WBK Industry News - Litigation Developments

11th Circuit Vacates Hunstein, Issues New Opinion

On October 28, 2021, the U.S. Court of Appeals for the Eleventh Circuit vacated its prior unanimous ruling in Hunstein v. Preferred Collection and Management Services, Inc. 994 F.3d 1341 (11th Cir. 2021) (Hunstein I), substituting a new opinion in its place (Hunstein II) by a 2-1 decision.  The Eleventh Circuit issued its new opinion in response to the Supreme Court’s ruling in TransUnion LLC v. Ramirez, 141 S. Ct. 2190 (2021). The new opinion reaffirms Hunstein I, finding that a debt collector may violate the Fair Debt Collection Practices Act (FDCPA) by transmitting private information to a third-party commercial mail vendor.

In Hunstein I, the Eleventh Circuit held that “concrete statutory harm under FDCPA Section 1692c(b) can be established without having the plaintiff alleging a “risk of real harm” or a “tangible harm” like a financial loss.  See WBK’s article on Hunstein I for more details about the initial ruling.

In June, the Supreme Court issued Ramirez, the Court’s latest opinion discussing Article III standing.  In Ramirez, the Court reaffirmed that “Article III standing requires a concrete injury even in the context of a statutory violation” and it was not the case that “a plaintiff automatically satisfies the injury-in-fact requirement whenever a statute grants a person a statutory right and purports to authorize that person to sue to vindicate that right.”  In a footnote, the Supreme Court directed dicta towards the very issue presented in Hunstein, questioning whether providing consumer information to a printing vendor could qualify as a “publication,” while observing that the theory was not sufficiently similar enough to traditional defamation tort claims to provide standing.

In Hunstein II, the Eleventh Circuit reaffirms Hunstein I, holding that the plaintiff still had Article III standing.  The Eleventh Circuit distinguished Ramirez by finding that because the plaintiff had “alleged a harm similar in kind to the common-law tort of public disclosure of private facts,” he had established “an intangible-but-nonetheless-concrete injury” through a FDCPA violation.

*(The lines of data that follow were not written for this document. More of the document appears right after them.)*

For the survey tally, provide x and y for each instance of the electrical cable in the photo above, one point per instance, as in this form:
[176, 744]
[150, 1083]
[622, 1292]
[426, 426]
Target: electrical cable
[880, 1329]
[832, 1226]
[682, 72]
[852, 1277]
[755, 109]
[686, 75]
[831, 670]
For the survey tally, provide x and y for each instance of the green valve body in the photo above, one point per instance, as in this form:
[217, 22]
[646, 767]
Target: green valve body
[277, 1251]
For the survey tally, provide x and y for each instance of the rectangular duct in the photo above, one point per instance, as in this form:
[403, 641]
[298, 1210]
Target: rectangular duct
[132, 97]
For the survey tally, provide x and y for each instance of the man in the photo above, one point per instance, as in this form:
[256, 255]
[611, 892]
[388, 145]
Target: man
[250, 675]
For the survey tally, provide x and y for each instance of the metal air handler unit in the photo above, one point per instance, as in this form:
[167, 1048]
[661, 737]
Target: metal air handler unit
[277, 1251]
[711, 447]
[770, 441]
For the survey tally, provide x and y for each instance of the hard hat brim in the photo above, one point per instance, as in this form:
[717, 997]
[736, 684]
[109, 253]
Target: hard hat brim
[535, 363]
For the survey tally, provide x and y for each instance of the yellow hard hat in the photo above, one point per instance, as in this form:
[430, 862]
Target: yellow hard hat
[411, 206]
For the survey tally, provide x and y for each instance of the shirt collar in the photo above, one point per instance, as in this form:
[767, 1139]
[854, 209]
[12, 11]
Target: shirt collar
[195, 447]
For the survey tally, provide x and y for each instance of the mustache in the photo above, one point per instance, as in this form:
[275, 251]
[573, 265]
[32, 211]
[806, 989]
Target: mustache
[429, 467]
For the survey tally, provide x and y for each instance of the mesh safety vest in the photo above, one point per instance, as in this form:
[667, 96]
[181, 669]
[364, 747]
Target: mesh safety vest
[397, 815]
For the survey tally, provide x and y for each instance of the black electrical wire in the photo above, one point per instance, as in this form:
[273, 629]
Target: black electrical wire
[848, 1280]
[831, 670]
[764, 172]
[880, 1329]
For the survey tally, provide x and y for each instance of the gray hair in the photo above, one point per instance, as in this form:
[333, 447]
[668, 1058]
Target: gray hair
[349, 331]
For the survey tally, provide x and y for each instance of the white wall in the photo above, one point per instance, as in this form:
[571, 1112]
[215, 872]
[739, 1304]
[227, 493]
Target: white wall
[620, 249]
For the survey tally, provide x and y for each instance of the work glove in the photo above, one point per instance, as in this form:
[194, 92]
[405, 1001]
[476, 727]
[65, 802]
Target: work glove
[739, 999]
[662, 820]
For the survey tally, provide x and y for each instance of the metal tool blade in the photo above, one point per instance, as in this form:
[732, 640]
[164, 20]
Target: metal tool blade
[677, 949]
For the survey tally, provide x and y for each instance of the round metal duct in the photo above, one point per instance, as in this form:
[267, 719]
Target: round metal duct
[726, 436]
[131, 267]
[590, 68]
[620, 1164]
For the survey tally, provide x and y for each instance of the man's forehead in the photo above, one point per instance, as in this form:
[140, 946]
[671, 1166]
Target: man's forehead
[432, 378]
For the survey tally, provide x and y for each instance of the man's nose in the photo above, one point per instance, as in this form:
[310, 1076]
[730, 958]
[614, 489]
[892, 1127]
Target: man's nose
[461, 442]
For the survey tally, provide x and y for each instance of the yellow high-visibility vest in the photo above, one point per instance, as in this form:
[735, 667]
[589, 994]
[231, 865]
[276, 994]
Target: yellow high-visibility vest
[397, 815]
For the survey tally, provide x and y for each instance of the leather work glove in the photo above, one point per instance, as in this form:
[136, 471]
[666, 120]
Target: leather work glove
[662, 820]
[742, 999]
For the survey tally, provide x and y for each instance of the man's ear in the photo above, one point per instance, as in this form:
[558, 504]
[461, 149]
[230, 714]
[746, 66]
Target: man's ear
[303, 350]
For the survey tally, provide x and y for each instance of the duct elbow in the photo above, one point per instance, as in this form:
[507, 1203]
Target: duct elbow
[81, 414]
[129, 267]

The majority found that the alleged common law harm in the plaintiff’s case was an invasion of privacy–the public disclosure of private facts.  The majority reasoned that a statutory harm does not need to have an “exact duplicate” of the common law tort, and drawing a distinction that a plaintiff “need only show that his alleged injury is similar in kind to the harm addressed by a common law cause of action, not that it is similar in degree.”  The majority relied on the plaintiff’s claims that the debt collector, “‘disclosed’ . . . ‘sensitive medical information’ to ‘the employees of an unauthorized third-party mail house,’” to establish that some amount of disclosure had occurred.  Therefore, under the Hunstein II majority’s analysis, “a plaintiff need only show that his alleged injury is similar in kind to the harm addressed by a common-law cause of action, not that it is similar in degree” to satisfy the history prong of Article III’s standing test for intangible harms.

However, Judge Tjoflat dissented, concluding that the majority’s standing analysis swept beyond what Ramirez permits.  Judge Tjoflat found that the majority’s analysis “goes off the rails,” by ignoring that Ramirez requires a plaintiff to allege sufficient facts to find a common law analogue, and that the communication in question was not “public.”  Judge Tjoflat further opined that without public disclosure, the plaintiff could not satisfy the two other elements required under the common law and that accordingly, the claim must fail.  Finally, Judge Tjoflat also noted that the damages provision of the FDCPA, 15 U.S.C. § 1692k presumes that there would be actual damages for a violation of the statute and that in his view, this supports the interpretation that Congress did not intend for a violation of 15 U.S.C. § 1692c(b) to create standing.